宏明さんと歩さんは互いを見合い、こちらに向き直って首を縦に振った。
「なんとかやって行けそうです。よろしくお願いします」
歩さんは覚悟を決めた表情をしている。やけっぱちではないようだ。
「自分もです。勝則くん達がいてくれるのが何より心強い。っていうか三人も魔法使いがいるってすごいことなのでは?」
宏明さんがちょっと頬を引きつらせつつ笑いながら語る。まあ、確かにそれはそう。一人いるだけで間違いなく環境が変わる。だというのに三人、さらにその中には大ベテランが入っている。反則と言えるだろう。
そしてそんな魔法使いの一人は微笑みを崩さない。
「なかなか楽しい職場のようです。私もぜひお願いしたい」
……絶対この人、ウチじゃあもったいないレベルの人材だよなあ。自分で言うのも何だが猫に小判、豚に真珠だ。だけど、こういってくれるなら是非もない。
「それでは、三名とも採用ということで。よろしくお願いします」
「「「よろしくお願いします」」」
社員一同、頭を下げる。これで、パート含め総勢八名。俺一人から、ずいぶんと増えたものである。何とも感慨深い。
「早速ですが社長。芦名さんと森沢さんをアパートに案内しようかと」
「ああ、そうか。……というか、引っ越し先あそこにするのか」
「一番近いうえに、家賃も安いので」
勝則の言葉に、強くうなずく新人二人。そうか、金もないか……なんか当分、メシをウチで食うことになりそうだな。別にそれはいい。ダンジョン食材で体力をつけてもらわなきゃいけないから。
問題は手間なんだよなあ。俺らが多少手伝うだけじゃ足りないだろう。裏方にもう少し人員増強が必要に思う。
新人二人が勝則に連れられ出発する。生活が安定するまで、しばらくかかるだろう。まあ、流たちで経験済みだ。
「そういえば、藤ヶ谷さんはマンション暮らしでしたか」
「ええ。あそこの一部屋を買いました。若干距離があるので、自転車でも買おうかと思います。せっかくですしね」
遠方に、八階建てのマンションが見える。たしか、そこそこお高くいい物件だったはず。入口とかキー入力のやつ。流石、東京で稼いできた人は違う。
とまあ、このようにして新体制がスタートし、数日が経過した。とりあえず、目論見通り稼ぎは増えた。我が社は、マンパワーがマネーを生む。そして運び出されたケイブチキンの一部は、食卓に並んで社員の健康に活用される。
「やべーよ。箸がとまらねーよ。無限に食えるよ」
宏明さんがかっ食らっているのは鳥むね肉のねぎ塩焼き。塩味が、汗をかいた身体に染み渡る。これまたコメに合うからたまらない。

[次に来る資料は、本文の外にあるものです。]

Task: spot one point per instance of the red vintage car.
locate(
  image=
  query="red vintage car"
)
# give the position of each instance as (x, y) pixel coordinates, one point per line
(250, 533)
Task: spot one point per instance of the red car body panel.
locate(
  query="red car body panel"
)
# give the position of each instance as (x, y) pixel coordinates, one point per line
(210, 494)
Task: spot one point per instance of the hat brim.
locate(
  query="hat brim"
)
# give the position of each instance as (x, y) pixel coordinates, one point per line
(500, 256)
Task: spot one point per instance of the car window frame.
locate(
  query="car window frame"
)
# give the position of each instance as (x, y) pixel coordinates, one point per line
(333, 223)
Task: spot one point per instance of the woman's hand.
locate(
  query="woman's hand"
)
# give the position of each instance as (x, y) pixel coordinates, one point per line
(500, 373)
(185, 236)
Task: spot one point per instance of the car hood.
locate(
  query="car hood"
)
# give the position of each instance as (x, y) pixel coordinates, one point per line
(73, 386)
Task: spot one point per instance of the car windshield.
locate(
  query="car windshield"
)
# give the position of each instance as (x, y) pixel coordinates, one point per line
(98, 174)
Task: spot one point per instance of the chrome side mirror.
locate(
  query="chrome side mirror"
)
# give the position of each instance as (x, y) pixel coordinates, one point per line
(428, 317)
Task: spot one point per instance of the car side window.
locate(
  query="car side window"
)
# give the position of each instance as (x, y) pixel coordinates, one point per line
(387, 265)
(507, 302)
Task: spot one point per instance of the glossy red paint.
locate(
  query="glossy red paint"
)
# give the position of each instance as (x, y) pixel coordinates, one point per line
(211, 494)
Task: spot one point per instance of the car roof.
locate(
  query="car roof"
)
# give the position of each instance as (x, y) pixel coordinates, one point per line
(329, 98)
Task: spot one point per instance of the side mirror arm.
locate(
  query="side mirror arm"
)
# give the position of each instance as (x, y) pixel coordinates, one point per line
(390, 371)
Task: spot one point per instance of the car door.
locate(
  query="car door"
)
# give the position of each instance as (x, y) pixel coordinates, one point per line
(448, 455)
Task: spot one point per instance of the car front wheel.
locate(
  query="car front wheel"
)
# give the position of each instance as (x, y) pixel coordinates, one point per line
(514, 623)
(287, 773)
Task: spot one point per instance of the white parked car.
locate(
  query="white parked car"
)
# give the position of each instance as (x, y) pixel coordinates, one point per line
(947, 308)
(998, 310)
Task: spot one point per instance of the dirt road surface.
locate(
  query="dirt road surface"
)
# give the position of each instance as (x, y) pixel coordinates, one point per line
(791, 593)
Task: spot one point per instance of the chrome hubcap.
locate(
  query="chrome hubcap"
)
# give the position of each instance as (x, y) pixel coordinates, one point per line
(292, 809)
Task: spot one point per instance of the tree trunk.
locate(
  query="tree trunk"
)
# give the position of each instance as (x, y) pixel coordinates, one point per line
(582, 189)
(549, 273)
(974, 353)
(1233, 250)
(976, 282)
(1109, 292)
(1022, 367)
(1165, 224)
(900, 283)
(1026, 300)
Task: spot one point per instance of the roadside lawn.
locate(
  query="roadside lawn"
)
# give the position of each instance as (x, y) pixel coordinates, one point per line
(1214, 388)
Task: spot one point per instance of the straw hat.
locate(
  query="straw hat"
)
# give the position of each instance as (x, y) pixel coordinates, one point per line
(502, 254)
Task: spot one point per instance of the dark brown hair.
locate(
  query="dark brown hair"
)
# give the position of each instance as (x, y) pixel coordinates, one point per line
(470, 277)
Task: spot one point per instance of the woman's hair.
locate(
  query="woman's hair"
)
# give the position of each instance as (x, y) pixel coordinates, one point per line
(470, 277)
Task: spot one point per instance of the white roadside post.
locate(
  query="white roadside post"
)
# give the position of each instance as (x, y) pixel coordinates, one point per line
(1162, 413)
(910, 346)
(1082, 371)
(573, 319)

「毎日高級食材と、新鮮な野菜。こんな贅沢していいんだろうか」
しみじみとつぶやく歩さん。二人とも、最初見た時より明らかに血色がよくなっている。毎日身体を動かし、食事をとらせた結果だろう。二人の運動能力も順調に延びている。それはケイブチキンの運搬量に現れていた。
……とはいえ、問題がないわけではない。懸念は表面化した。ウチでメシを食う人間が七名いる。朝昼晩、三食。その負担は裏方、陽子さんと小百合に回っている。仕事は食事の用意だけではない。
洗濯も人が増えた分だけ量が増した。まあ、これに関しては俺たちも手を出せる領域だ。分担すれば負担は減る。
だがまあ、他にもこまごまとした事柄がある。放置してはいけないと打診してはあるのだが……。
「あの、社長。よろしいですか?」
「はい。なんでしょう?」
思い悩みながら食事を続けていたら、ちょうどその陽子さんから声をかけられた。その表情は明るい。もしや?
「あちらから色よいお返事がいただけました。パートで入ってくださるとのお話ですよ」
「おおー、よかった! 助かった。……いつ頃から来れるって聞いてます?」
「明日からでも可能だと。履歴書もご用意してくださったそうですよ」
「おお、なんと手早い。じゃあ、さっそく連絡して明日から……」
「え、社長。新人さんが入るんです?」
宏明さんがおかわりを自分でよそいつつ聞いてくる。この男、太っているわけでもないのによく食べる。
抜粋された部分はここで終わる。